Although one of the first responders was 'level two' trained he did not have appropriate equipment with him - so Mr Burgess had to be left dying in the water, the inquest was told.
Changes to these regulations -- pending they actually occur -- do nothing to bring Burgess back and leave no requirement, it seems, for the laws surrounding incidents like this from officially changing. The previous coverage The Blaze offered provides a lens into the failures that existed at all levels of the rescue process:
The firemen, who were reportedly only 25 feet away from Burgess, allegedly refused to rescue the man, as they cited health and safety regulations. And a police officer who arrived after learning about the incident was reportedly called back after he started moving into the ankle-deep water to rescue the man.
When the specially-quipped team eventually made it to the scene, the man was transported to a local hospital where he later died. Authorities suspect that Burgess initially fell into the water after suffering an epileptic fit.

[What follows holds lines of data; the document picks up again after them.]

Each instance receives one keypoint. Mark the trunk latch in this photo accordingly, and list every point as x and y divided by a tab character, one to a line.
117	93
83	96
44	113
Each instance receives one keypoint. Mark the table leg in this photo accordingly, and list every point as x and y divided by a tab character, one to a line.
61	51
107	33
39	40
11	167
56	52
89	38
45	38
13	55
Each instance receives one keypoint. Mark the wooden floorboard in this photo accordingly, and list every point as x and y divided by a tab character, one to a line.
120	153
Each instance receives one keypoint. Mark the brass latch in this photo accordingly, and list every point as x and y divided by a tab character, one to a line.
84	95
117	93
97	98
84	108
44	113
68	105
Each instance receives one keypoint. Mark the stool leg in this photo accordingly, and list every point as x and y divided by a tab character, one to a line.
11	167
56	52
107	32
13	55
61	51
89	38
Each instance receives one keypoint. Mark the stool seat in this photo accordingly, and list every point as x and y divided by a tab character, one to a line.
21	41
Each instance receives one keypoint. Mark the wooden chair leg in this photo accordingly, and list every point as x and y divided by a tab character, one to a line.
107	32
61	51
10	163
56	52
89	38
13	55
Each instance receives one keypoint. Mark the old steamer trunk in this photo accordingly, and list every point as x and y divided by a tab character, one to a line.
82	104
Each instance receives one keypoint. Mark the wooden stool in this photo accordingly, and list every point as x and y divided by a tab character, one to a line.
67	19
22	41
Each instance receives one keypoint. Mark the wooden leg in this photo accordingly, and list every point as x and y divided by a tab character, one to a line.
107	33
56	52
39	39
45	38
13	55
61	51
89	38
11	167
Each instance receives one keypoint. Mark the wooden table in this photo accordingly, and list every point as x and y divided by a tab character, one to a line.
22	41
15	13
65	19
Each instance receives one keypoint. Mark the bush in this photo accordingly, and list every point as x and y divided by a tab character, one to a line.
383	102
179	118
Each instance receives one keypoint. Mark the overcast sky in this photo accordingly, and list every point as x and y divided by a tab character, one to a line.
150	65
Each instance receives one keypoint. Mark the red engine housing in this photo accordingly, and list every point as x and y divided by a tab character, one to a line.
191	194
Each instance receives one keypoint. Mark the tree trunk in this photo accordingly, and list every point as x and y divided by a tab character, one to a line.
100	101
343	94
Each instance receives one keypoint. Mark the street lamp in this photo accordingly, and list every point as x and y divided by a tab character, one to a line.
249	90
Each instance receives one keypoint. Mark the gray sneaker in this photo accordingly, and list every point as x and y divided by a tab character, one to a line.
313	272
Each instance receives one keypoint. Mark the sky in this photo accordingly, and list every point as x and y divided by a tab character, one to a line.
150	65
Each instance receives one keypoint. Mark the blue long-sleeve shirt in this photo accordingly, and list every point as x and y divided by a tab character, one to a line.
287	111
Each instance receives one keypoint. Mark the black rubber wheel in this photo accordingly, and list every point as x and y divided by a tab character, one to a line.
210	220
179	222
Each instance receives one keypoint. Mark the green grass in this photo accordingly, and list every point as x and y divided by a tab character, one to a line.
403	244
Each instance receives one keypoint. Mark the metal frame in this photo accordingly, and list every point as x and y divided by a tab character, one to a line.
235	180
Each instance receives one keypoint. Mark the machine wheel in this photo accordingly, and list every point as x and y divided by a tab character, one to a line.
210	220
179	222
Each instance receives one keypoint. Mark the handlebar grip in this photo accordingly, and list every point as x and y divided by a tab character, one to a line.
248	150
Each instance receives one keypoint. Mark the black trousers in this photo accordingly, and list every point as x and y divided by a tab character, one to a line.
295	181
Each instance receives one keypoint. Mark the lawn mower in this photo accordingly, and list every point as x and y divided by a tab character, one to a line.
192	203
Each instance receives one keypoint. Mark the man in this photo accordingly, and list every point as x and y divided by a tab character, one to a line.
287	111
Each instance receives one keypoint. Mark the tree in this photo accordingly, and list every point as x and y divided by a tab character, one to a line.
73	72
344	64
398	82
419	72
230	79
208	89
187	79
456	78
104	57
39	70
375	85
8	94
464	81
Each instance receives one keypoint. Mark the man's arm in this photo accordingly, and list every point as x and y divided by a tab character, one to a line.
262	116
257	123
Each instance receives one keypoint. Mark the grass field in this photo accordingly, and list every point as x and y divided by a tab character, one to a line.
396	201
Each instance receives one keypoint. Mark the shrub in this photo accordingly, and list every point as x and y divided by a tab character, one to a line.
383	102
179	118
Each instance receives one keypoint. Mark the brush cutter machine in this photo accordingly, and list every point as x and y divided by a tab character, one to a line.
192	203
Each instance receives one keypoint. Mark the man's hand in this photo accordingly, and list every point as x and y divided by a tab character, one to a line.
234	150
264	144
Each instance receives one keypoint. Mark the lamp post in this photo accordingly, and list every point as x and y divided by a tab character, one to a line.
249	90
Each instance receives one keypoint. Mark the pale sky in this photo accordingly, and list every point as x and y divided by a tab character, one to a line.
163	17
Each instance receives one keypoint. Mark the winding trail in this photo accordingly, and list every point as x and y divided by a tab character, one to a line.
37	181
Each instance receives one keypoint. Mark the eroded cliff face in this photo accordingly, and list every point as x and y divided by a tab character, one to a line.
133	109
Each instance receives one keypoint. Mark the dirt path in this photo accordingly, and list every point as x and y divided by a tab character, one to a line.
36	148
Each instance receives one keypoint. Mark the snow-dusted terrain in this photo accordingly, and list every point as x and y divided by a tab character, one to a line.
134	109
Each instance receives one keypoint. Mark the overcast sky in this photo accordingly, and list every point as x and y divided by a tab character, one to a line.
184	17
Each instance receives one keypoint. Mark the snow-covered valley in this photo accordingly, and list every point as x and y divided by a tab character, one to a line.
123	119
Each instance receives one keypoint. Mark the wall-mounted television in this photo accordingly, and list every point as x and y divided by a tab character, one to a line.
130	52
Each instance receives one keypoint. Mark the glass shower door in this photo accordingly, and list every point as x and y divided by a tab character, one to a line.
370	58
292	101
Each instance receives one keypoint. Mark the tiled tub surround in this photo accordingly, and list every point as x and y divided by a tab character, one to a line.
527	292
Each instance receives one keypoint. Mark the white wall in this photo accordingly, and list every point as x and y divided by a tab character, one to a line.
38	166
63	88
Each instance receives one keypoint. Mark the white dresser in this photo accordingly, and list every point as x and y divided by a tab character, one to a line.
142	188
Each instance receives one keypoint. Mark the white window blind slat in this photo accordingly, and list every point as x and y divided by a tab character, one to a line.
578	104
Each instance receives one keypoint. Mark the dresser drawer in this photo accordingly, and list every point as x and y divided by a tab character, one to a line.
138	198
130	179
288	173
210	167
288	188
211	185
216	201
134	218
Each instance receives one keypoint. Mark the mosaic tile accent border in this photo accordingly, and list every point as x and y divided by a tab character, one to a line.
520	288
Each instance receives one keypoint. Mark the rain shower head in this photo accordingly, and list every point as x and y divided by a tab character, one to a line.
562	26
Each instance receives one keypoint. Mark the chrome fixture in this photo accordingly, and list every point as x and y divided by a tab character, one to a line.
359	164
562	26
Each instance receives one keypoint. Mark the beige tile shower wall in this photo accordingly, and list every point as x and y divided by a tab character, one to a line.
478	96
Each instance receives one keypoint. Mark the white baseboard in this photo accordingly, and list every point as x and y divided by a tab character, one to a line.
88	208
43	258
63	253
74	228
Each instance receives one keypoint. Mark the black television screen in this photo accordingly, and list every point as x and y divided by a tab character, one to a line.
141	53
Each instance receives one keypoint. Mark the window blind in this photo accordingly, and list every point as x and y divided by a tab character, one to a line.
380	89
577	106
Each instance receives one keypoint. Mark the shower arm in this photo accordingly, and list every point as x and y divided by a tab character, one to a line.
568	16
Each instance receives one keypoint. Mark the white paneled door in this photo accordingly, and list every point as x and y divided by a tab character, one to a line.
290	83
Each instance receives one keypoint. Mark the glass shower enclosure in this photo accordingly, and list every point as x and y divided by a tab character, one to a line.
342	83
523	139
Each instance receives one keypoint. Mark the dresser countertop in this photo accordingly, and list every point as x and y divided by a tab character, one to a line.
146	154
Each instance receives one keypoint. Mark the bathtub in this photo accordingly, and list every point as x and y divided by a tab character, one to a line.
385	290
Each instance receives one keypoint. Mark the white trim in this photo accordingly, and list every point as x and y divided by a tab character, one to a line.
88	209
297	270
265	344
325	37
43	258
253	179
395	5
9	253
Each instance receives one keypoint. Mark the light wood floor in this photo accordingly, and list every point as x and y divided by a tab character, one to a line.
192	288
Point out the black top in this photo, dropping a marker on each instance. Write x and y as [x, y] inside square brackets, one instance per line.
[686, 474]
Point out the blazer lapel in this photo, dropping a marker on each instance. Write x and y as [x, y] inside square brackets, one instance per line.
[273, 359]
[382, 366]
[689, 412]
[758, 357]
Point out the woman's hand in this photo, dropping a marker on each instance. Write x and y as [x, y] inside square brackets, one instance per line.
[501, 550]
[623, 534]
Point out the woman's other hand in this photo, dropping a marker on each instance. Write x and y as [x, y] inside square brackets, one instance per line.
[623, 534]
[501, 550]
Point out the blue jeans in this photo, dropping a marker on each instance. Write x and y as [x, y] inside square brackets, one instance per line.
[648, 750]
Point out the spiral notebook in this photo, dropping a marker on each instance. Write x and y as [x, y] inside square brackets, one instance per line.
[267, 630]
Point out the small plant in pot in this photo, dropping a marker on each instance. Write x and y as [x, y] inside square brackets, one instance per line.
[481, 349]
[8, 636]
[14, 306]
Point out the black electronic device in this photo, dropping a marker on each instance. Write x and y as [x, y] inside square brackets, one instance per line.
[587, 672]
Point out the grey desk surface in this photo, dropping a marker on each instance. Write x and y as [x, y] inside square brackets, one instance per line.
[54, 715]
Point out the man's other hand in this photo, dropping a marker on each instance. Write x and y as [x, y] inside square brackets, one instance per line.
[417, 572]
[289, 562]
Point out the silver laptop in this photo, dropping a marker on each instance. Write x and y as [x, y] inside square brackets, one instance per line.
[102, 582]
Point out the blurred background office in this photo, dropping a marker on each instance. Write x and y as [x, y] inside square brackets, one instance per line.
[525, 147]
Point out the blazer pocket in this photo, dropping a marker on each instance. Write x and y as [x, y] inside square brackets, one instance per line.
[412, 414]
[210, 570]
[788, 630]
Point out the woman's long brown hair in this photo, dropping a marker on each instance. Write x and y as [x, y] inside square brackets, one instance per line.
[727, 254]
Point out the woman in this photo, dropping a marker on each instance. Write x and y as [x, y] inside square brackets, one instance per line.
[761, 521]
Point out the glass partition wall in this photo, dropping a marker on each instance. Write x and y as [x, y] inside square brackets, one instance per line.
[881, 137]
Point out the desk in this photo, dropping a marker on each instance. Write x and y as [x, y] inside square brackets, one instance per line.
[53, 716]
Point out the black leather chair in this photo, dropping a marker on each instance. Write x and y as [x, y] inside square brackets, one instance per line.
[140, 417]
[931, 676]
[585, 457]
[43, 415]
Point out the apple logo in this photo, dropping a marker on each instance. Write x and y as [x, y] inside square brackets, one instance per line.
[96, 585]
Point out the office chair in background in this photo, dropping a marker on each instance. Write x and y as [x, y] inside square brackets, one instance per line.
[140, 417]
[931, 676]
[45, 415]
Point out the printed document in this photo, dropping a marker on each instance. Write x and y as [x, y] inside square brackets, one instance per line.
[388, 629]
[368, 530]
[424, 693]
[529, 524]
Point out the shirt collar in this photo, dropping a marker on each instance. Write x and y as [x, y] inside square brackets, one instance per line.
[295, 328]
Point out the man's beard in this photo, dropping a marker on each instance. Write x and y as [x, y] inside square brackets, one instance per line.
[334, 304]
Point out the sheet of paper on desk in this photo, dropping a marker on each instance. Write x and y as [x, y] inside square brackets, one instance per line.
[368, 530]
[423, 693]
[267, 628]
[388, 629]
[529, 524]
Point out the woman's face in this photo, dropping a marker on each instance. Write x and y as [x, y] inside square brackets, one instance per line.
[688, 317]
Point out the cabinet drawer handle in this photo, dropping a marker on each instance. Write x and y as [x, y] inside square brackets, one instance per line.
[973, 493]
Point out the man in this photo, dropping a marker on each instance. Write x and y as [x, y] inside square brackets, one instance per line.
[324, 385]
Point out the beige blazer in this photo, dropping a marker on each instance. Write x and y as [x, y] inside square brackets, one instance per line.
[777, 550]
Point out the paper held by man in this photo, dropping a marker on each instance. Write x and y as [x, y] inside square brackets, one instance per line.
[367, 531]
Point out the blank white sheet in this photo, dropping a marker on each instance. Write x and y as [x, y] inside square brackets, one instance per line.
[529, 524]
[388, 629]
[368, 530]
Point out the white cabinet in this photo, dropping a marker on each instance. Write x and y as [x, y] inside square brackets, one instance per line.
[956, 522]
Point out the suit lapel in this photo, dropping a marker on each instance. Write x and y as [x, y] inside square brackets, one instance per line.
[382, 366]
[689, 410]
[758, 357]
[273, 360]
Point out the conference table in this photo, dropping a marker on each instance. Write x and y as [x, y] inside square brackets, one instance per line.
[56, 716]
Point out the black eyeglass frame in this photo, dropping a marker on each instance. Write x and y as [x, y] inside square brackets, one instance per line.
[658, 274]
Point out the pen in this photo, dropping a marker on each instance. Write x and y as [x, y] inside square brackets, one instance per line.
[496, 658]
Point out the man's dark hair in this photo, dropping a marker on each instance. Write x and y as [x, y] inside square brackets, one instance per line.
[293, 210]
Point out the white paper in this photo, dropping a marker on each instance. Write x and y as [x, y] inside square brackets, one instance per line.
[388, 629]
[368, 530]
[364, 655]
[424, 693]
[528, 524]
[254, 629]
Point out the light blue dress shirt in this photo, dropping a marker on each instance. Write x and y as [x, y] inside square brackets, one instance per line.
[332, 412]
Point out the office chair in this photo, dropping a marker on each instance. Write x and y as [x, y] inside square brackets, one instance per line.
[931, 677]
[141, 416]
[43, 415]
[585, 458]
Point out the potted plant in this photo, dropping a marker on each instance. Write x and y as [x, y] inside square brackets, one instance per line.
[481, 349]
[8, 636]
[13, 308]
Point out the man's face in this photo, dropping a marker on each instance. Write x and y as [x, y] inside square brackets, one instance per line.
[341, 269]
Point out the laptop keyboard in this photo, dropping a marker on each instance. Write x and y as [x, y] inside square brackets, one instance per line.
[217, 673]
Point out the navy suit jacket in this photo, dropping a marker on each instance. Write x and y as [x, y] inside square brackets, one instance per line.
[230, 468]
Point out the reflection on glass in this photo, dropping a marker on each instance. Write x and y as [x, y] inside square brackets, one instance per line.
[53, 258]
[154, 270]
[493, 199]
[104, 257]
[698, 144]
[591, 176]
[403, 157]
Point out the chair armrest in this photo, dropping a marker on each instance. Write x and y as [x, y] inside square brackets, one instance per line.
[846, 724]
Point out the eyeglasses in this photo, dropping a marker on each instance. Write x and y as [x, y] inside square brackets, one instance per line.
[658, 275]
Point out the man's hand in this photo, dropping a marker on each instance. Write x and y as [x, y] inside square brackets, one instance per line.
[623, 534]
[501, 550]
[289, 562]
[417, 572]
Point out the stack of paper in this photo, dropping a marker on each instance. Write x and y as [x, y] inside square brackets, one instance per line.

Apparently, there's been a pattern of unneeded deaths as it pertains to drowning in the U.K. (there was even a recent embarrassing event during which 25 firefighters declined to help a drowning seagull). The Daily Mail's Richard Littlejohn explains:
During the inquest into Mr Burgess’s death, a police officer insisted that he wanted to attempt a rescue but was told by his control room that ‘under no circumstances’ was he to go into the water. In 2007, ten-year-old Jordan Lyon drowned in a pond while the emergency services stood back and watched because they didn’t have ‘water rescue’ training.
And the following year, Karl Malton, 32, drowned in 18 inches of water in Lincolnshire, when a senior fire officer stopped his men climbing down a 15 ft bank following another ‘risk assessment’.
Sadly, it seems Burgess is the most recent victim of a failed legislative and rescue system. Last month, The News also reported that the community had come together to honor the man with a special park bench at the site of the accident. Burgess, who went to Walpole Park numerous times to feed the birds each day, was commemorated with a special bench in the exact spot he once sat.
A message on the newfound monument reads, "Missed by all those whose lives he touched. Simon ‘Swan Man’ Burgess."